In this codelab, you'll apply best practices from the new edition of the People + AI Research (PAIR) Guidebook to design a new product with AI, with a focus on human-centered data practices and properly calibrated user trust.
- Basic understanding of what AI is.
- Knowledge of product development workflow.
What you'll learn
In this codelab, you will learn how to use Google Research's People + AI Guidebook to build trustworthy, user-centered AI products.
Specifically, you will:
- Learn what's new in the PAIR Guidebook's second edition.

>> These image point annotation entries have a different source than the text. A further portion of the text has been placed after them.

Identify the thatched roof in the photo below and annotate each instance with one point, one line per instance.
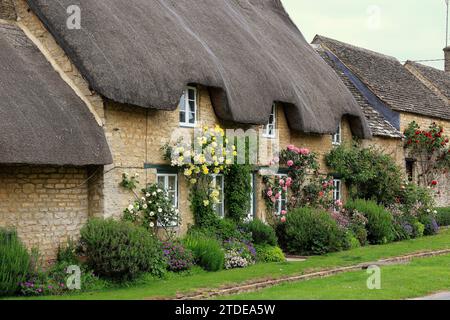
(247, 52)
(388, 79)
(42, 120)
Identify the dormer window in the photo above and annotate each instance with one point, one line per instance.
(269, 129)
(188, 107)
(337, 137)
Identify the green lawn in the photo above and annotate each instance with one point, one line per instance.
(153, 288)
(419, 278)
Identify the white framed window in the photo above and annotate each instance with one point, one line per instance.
(337, 193)
(251, 212)
(281, 204)
(188, 107)
(270, 128)
(219, 182)
(169, 183)
(337, 137)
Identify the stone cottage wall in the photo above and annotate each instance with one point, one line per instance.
(443, 188)
(47, 205)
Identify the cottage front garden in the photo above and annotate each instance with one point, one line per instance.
(139, 255)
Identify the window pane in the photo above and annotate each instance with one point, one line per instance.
(192, 117)
(182, 117)
(182, 103)
(161, 182)
(172, 183)
(191, 94)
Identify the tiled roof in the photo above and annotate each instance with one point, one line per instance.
(377, 123)
(438, 78)
(388, 79)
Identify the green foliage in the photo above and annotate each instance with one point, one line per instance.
(153, 209)
(380, 225)
(14, 262)
(414, 198)
(204, 215)
(267, 253)
(222, 229)
(311, 231)
(368, 172)
(238, 190)
(443, 216)
(120, 250)
(262, 234)
(207, 251)
(430, 148)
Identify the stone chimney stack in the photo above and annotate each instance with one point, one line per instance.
(447, 59)
(7, 10)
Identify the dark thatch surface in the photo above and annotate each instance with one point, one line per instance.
(248, 52)
(438, 78)
(42, 120)
(377, 123)
(388, 79)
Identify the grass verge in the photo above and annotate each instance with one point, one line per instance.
(173, 284)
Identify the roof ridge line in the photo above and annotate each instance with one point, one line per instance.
(59, 70)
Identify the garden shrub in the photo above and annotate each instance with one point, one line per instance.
(430, 225)
(380, 224)
(14, 262)
(262, 234)
(312, 231)
(245, 250)
(238, 191)
(268, 253)
(207, 251)
(120, 250)
(178, 257)
(443, 216)
(368, 173)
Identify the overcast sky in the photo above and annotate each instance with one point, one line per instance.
(405, 29)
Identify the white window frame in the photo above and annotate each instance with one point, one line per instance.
(279, 203)
(187, 107)
(251, 213)
(337, 192)
(337, 137)
(267, 132)
(166, 177)
(221, 212)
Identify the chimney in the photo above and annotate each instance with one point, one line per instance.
(447, 59)
(7, 10)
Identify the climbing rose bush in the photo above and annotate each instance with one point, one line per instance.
(431, 149)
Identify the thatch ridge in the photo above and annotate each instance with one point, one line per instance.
(43, 121)
(248, 52)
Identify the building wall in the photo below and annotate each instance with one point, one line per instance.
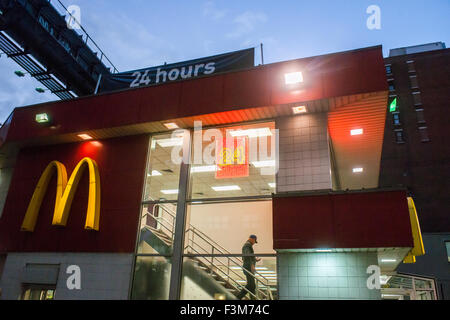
(304, 158)
(325, 276)
(103, 276)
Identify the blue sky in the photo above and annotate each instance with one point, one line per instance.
(142, 33)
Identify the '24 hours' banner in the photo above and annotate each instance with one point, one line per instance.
(178, 71)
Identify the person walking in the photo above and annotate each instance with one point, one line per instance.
(249, 267)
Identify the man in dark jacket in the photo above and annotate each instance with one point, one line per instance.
(249, 266)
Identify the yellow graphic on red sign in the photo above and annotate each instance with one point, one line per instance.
(232, 158)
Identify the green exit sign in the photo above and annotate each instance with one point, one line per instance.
(42, 118)
(393, 106)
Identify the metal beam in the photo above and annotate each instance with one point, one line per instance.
(180, 220)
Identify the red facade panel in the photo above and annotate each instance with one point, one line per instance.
(351, 220)
(121, 163)
(333, 75)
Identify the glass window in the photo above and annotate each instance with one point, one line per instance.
(151, 278)
(222, 278)
(396, 118)
(391, 85)
(156, 233)
(38, 292)
(388, 69)
(399, 136)
(424, 134)
(236, 161)
(420, 116)
(447, 246)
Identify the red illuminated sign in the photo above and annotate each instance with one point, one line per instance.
(232, 158)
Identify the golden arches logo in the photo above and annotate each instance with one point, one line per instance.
(65, 192)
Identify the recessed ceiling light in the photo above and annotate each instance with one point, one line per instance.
(252, 133)
(299, 109)
(170, 191)
(204, 169)
(171, 142)
(356, 132)
(226, 188)
(85, 136)
(293, 77)
(171, 125)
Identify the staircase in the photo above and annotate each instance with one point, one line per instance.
(217, 274)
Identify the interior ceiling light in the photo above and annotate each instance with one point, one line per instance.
(171, 126)
(252, 133)
(356, 132)
(226, 188)
(299, 109)
(262, 164)
(85, 136)
(293, 77)
(170, 191)
(171, 142)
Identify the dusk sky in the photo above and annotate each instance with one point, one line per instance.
(141, 33)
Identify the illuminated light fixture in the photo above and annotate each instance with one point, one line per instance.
(155, 173)
(388, 260)
(262, 164)
(42, 118)
(171, 126)
(299, 109)
(226, 188)
(393, 106)
(293, 77)
(204, 169)
(96, 144)
(171, 142)
(252, 133)
(324, 250)
(85, 136)
(170, 191)
(356, 132)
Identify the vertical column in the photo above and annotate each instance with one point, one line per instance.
(180, 220)
(326, 276)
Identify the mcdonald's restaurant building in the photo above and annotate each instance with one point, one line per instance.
(139, 193)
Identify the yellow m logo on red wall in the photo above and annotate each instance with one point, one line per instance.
(65, 192)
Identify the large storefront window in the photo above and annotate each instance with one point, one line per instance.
(231, 177)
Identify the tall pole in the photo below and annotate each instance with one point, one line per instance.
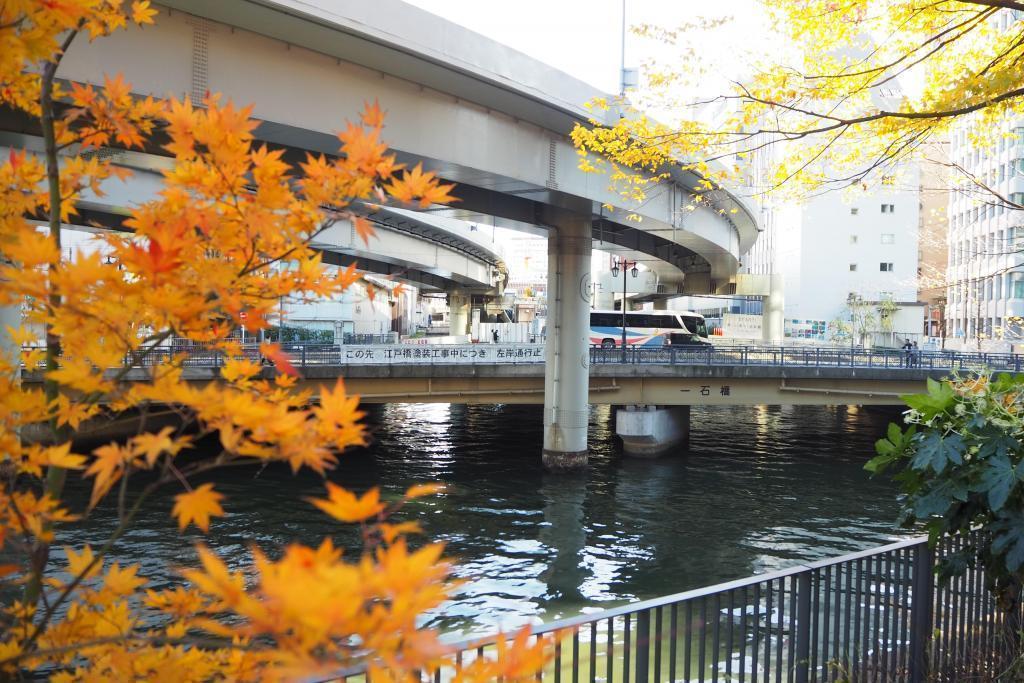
(622, 58)
(625, 265)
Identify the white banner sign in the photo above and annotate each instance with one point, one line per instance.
(741, 326)
(440, 354)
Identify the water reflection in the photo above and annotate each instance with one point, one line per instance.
(758, 488)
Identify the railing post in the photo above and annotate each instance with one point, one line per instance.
(921, 611)
(802, 664)
(643, 647)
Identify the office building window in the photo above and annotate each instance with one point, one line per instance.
(1018, 286)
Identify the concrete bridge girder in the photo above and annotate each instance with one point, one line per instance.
(504, 159)
(418, 249)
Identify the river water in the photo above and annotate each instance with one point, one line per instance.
(759, 488)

- Go through a series of exercises that highlight opportunities in the AI development process to calibrate user trust, with a focus on data and user-facing explainability.

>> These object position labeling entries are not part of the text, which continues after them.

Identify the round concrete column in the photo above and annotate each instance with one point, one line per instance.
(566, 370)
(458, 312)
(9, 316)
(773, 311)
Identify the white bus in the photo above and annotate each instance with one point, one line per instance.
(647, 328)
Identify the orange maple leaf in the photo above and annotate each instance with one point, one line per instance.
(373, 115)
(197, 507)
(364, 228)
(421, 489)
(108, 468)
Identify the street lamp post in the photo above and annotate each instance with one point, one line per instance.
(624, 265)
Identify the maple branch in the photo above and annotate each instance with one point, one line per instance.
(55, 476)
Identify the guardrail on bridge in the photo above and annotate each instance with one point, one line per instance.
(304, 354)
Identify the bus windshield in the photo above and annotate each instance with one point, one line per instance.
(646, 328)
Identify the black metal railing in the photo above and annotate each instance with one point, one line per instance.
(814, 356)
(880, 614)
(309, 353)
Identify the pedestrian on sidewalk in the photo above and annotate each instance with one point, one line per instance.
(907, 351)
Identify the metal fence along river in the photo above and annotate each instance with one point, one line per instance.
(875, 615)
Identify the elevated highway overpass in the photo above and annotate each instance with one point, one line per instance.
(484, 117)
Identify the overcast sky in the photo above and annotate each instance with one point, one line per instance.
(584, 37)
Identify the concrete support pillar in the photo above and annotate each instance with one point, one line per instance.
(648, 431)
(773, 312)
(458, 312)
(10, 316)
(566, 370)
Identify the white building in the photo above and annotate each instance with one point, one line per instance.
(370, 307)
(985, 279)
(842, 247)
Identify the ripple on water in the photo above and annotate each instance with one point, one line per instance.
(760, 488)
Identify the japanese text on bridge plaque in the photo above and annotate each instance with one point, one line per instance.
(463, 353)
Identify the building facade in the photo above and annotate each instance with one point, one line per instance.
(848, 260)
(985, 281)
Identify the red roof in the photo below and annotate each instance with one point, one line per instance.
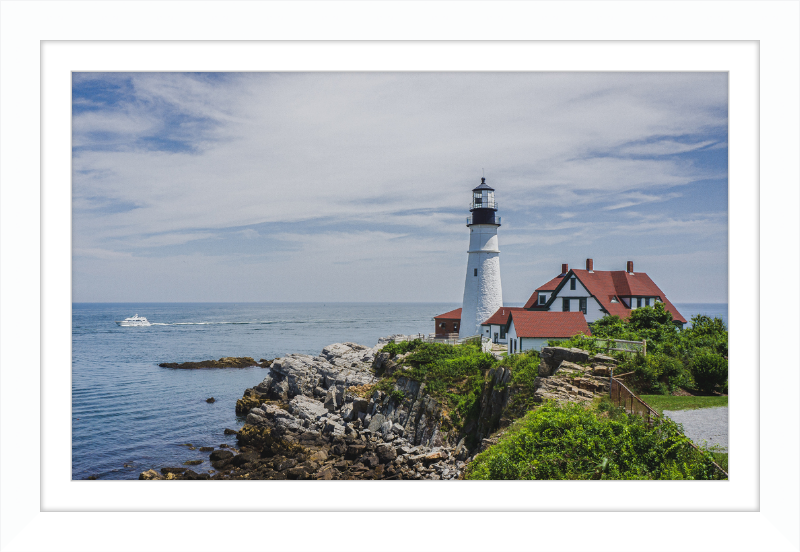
(500, 317)
(451, 315)
(549, 324)
(604, 285)
(549, 286)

- Get an introduction to a broader toolkit of materials and resources available for further exploration.
What you'll need
- Google account to view a Colaboratory notebook (e.g., Sentiment Analysis with BERT)
We're introducing the second edition of the PAIR Guidebook at Google I/O this year! The first edition was released two years ago, and since then it's been used by over a quarter million people across roles (developers, designers, product managers, students, etc.) all around the world. We're now excited to introduce a set of updates to make it even more actionable.

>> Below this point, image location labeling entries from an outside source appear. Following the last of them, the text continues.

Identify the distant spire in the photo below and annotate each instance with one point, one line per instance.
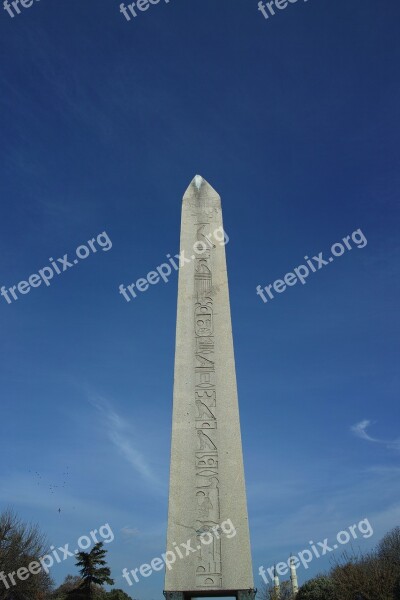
(277, 587)
(293, 576)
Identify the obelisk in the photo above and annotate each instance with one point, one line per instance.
(207, 488)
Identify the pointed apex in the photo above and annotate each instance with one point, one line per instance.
(199, 190)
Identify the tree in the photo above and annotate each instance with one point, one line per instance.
(21, 545)
(285, 592)
(367, 577)
(319, 588)
(93, 571)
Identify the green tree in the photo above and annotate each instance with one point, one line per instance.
(319, 588)
(93, 572)
(285, 592)
(21, 545)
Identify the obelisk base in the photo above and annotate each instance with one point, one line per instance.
(238, 594)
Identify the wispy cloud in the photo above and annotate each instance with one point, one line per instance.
(120, 433)
(360, 430)
(130, 531)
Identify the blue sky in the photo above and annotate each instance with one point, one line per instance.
(295, 121)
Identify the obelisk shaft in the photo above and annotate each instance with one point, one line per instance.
(207, 488)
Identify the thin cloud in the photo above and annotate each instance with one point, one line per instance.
(130, 531)
(360, 430)
(117, 432)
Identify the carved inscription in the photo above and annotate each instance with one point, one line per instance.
(208, 569)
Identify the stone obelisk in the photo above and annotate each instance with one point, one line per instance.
(207, 497)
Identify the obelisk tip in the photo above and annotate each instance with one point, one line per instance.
(198, 180)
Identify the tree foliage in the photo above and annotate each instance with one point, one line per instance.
(20, 545)
(319, 588)
(93, 571)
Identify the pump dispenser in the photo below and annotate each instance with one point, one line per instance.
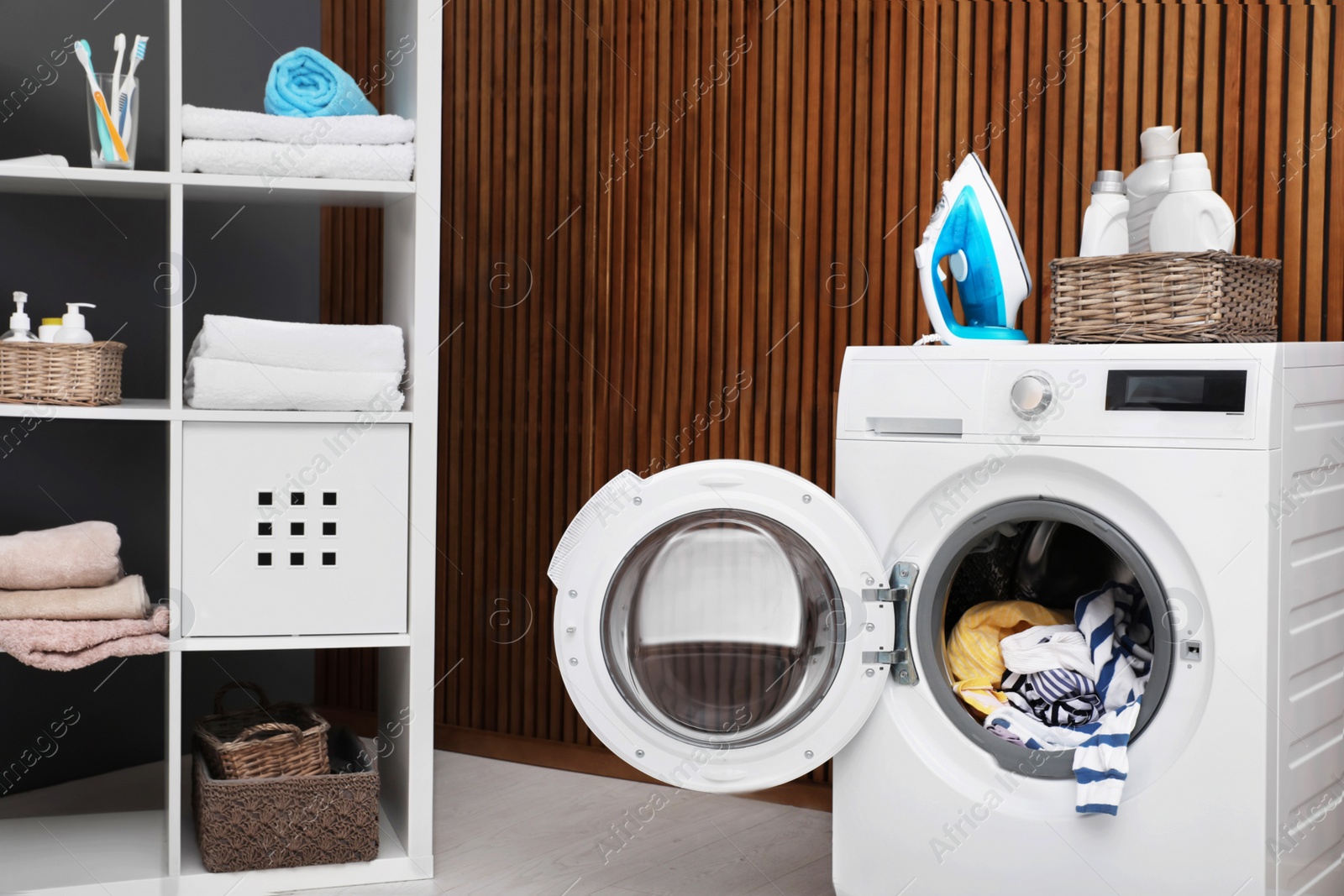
(73, 325)
(20, 328)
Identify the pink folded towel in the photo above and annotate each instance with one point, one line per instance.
(123, 600)
(60, 647)
(71, 557)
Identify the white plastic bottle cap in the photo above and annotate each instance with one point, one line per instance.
(73, 317)
(1189, 170)
(1160, 143)
(19, 320)
(1109, 181)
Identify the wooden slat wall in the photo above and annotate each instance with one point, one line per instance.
(353, 291)
(643, 269)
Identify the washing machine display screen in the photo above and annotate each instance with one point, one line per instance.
(1214, 391)
(723, 627)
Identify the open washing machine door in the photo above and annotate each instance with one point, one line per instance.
(725, 625)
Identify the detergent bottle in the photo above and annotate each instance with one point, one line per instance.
(1105, 222)
(1193, 217)
(1147, 184)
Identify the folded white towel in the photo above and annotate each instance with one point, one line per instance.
(312, 347)
(232, 123)
(275, 161)
(237, 385)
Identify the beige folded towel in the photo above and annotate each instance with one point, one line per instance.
(71, 557)
(62, 647)
(124, 600)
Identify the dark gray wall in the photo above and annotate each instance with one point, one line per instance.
(112, 253)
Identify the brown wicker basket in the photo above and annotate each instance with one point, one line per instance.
(269, 741)
(50, 374)
(286, 822)
(1164, 297)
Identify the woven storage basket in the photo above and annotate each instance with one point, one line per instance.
(286, 822)
(1164, 297)
(47, 374)
(269, 741)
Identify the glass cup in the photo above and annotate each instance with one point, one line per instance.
(101, 149)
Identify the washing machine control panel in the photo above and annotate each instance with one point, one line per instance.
(1032, 396)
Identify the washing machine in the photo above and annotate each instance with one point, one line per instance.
(727, 626)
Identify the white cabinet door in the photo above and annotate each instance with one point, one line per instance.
(295, 528)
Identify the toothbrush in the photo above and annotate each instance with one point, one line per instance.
(105, 149)
(138, 55)
(84, 56)
(118, 43)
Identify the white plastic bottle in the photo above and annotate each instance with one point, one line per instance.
(73, 325)
(1193, 217)
(1105, 222)
(20, 328)
(1147, 184)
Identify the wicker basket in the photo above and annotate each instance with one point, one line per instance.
(286, 822)
(1164, 297)
(49, 374)
(269, 741)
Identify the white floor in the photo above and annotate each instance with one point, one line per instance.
(501, 828)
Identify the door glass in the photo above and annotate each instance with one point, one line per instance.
(723, 627)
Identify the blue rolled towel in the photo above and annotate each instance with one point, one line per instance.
(304, 83)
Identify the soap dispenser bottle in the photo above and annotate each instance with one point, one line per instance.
(20, 328)
(73, 325)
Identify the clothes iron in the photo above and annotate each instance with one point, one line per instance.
(971, 228)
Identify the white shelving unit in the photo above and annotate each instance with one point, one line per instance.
(154, 851)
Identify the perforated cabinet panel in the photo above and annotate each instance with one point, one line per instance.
(295, 528)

Specifically, in this second edition, we're providing a new way to navigate through the Guidebook and find content by task. We've come up with a list of key questions that you and your team may have when developing a product with a user-centered approach to AI, and that will help you find the content that you need, when you need it:
- When and how should I use AI in my product?
- How do I responsibly build my dataset?
- How do I help users build and calibrate trust in my AI system?
- How do I onboard users to new AI features?
- How do I explain my AI system to users?
- What's the right balance of user control and automation?
- How do I support users when something goes wrong?
Once you select a question, you'll get relevant content in smaller, more actionable units.
We've also updated the PAIR Guidebook with new content:
- A set of AI design patterns
- Case studies
- Updated chapters
- New exercises and a workshop kit
In this codelab, you'll see some of these design patterns in action in a workflow as you develop a new feature with AI.
Let's get started!
Imagine the following scenario:
You're developing a movie viewing app, and you'd like to provide users with an improved and customized experience, helping them find more movies that they enjoy.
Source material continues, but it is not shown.